This is more a "good coding practice" question, as opposed to a "how do I solve this" question. My general PHP skills are somewhere between beginner and intermediate, and I'm starting on OO PHP.
Suppose I have a database connection class:
Code: Select all
<?php
class database {}
?>
Say I want to manipulate some tables via table-specific classes. According to a beginner's OO PHP tutorial I found somewhere, I'd just extend the database class.
Code: Select all
<?php
class database {
public function connect () {}
}
class tableA extends database {}
class tableB extends database {}
$useA = new tableA ();
$useB = new tableB ();
$useA->connect();
$useB->connect();
?>
If I'm understanding this correctly, $useA and $useB create their own connections to the database. This is fine if I have connections to spare. If, on the other hand, I'm sharing a database with several other departments, all of whom have their own coding volunteers with their own ideas of good practice, I might only get a couple connections before the database starts refusing...

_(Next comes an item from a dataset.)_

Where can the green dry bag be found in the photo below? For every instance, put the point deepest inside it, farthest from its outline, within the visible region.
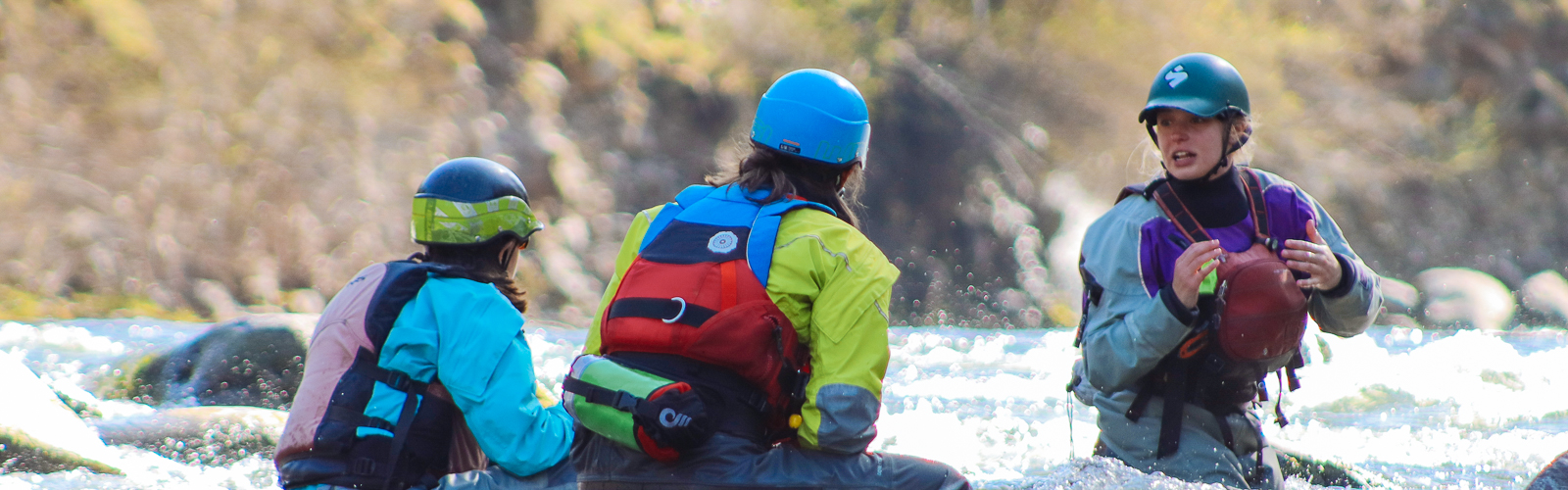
(640, 411)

So, suppose I only get one connection per execution/web page access? Aside from using disconnect() every chance I get, what is the best practice for having the two classes share a connection? Can I feed the connection object as an argument when I create the instances of the table classes? Something like this:
Code: Select all
<?php
class database{}
class tableA {
private $cxn;
function __construct ($db) {
$this->cxn = $db;
}
}
class tableB {
private $cxn;
function __construct ($db) {
$this->cxn = $db;
}
}
$db = new database();
$useA = new tableA ($db);
$useB = new tableB ($db);
Thanks!
dafydd
--
The word "instantiate" bugs me. "Create an instance of" is too hard to type?